Introduction to pandas
09-02, 14:00–15:30 (UTC), Track 2 (Baroja)

This tutorial is an introduction to pandas for people new to it. We will cover how to open datasets, perform some analysis, apply some transformations and visualize the data


pandas is a Python package providing fast, flexible, and expressive data structures designed to make working with “relational” or “labeled” data both easy and intuitive. It aims to be the fundamental high-level building block for doing practical, real world data analysis in Python. Additionally, it has the broader goal of becoming the most powerful and flexible open source data analysis / manipulation tool available in any language.
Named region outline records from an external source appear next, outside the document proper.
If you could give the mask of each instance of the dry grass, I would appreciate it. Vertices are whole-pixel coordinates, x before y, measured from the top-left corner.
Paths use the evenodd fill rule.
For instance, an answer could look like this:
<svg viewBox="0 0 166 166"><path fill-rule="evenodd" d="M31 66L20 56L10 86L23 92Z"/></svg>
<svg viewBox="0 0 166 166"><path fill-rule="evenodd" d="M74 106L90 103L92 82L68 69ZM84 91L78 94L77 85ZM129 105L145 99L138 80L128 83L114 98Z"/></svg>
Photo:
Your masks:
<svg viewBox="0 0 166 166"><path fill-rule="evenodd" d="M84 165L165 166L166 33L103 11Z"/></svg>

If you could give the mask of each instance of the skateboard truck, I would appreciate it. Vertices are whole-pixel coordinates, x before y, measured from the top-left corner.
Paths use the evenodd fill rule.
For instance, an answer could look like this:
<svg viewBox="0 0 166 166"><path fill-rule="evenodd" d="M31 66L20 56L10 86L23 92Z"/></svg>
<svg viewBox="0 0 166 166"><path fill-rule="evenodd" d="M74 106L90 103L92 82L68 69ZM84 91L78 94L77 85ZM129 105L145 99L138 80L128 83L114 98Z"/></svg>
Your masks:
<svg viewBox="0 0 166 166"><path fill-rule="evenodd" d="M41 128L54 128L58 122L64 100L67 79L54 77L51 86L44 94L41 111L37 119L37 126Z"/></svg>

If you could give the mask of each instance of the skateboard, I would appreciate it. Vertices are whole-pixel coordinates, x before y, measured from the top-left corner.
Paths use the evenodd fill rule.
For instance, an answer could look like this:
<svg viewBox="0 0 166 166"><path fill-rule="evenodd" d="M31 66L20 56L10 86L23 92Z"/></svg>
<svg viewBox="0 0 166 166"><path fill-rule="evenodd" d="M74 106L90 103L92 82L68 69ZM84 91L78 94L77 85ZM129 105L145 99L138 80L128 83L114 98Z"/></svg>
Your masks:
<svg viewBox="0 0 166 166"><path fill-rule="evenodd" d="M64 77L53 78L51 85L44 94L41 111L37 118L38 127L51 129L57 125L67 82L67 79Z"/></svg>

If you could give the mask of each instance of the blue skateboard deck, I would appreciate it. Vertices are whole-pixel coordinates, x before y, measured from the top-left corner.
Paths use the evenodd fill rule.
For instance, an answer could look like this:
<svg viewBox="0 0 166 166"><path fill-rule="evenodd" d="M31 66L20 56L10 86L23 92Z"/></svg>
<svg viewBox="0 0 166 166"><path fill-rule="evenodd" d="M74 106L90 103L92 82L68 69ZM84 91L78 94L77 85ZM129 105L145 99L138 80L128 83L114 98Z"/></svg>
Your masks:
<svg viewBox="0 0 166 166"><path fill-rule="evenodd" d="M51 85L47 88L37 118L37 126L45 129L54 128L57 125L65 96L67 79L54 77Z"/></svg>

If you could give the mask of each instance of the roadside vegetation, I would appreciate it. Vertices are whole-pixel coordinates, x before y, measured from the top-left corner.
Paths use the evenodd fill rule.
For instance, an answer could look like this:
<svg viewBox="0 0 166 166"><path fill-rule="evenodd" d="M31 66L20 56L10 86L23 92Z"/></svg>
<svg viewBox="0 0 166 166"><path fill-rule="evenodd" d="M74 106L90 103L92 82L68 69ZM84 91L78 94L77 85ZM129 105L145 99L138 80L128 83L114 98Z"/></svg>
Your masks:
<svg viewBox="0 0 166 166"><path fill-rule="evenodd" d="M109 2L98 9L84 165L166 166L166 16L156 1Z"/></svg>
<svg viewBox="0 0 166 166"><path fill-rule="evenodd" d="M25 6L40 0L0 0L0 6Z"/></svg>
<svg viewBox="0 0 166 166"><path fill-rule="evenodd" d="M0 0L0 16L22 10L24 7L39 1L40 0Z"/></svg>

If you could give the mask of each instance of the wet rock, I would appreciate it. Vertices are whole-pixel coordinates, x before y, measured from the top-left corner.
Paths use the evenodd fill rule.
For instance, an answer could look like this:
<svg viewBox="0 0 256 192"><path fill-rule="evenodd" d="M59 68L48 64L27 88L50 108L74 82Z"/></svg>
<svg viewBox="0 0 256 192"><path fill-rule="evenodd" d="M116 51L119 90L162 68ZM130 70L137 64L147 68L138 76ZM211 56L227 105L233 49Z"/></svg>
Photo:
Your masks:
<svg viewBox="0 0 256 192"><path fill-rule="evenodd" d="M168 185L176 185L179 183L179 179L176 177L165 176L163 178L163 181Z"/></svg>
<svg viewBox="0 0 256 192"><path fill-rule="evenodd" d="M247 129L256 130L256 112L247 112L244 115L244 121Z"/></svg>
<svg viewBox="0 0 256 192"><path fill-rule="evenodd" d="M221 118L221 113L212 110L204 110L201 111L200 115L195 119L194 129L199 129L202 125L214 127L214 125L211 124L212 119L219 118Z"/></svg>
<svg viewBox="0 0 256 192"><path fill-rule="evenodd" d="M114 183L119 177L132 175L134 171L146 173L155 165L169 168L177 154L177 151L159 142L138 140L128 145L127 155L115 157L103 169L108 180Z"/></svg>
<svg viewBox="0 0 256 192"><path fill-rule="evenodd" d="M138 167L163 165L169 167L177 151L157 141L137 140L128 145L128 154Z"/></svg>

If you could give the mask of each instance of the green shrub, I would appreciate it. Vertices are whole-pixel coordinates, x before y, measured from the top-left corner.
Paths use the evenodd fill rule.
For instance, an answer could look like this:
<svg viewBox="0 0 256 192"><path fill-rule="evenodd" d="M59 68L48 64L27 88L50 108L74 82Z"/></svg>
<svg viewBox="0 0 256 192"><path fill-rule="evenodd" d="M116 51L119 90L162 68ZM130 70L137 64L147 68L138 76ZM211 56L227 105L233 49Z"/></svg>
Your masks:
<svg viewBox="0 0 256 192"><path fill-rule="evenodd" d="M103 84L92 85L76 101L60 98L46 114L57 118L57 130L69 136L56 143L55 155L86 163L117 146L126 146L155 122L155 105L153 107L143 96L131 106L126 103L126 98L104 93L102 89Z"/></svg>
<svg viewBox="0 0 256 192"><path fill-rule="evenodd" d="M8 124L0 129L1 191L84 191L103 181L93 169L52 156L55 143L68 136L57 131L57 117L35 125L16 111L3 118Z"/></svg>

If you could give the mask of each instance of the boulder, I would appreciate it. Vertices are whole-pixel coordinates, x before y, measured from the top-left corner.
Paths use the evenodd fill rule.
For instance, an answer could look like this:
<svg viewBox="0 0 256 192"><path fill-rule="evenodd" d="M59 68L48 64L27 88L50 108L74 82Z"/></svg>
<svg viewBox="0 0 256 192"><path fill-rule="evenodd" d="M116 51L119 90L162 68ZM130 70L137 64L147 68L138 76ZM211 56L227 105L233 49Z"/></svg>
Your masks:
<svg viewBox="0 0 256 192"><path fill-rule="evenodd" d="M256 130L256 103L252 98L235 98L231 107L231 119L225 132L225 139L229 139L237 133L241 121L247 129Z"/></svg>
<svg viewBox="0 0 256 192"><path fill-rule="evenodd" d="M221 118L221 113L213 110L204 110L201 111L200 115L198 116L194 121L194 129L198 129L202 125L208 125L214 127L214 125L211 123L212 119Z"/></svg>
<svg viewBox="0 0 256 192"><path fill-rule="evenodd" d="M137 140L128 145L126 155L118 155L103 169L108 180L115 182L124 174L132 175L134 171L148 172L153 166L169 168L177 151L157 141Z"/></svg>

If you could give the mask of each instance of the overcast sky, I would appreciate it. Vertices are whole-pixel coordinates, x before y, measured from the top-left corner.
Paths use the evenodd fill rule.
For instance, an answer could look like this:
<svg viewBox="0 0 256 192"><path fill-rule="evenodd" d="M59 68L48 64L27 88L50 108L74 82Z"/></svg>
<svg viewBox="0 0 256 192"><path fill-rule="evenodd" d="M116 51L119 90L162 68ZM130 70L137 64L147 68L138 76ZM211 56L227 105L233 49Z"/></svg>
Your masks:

It is already well on its way toward this goal.

This tutorial will use couple of example data sets to show what pandas can do, and get an idea on how to work with data using pandas.

It is recommended to bring your own laptop with the latest version of Anaconda, pandas, Jupyter, and the repository of the tutorial cloned. See the exact instructions here: https://github.com/datapythonista/pandas-tutorials


Abstract as a tweet

Introduction to pandas tutorial by Marc Garcia, pandas maintainer

Python Skill Level

basic

Domain Expertise

none

Domains

Data Visualisation, Statistics

Marc Garcia is a pandas core developer and Python fellow.

He has been working in Python for more than 12 years, and worked as data scientist and data engineer for different companies such as Bank of America, Tesco and Badoo.

He is a regular speaker at PyData and PyCon conferences, and a regular organizer of sprints.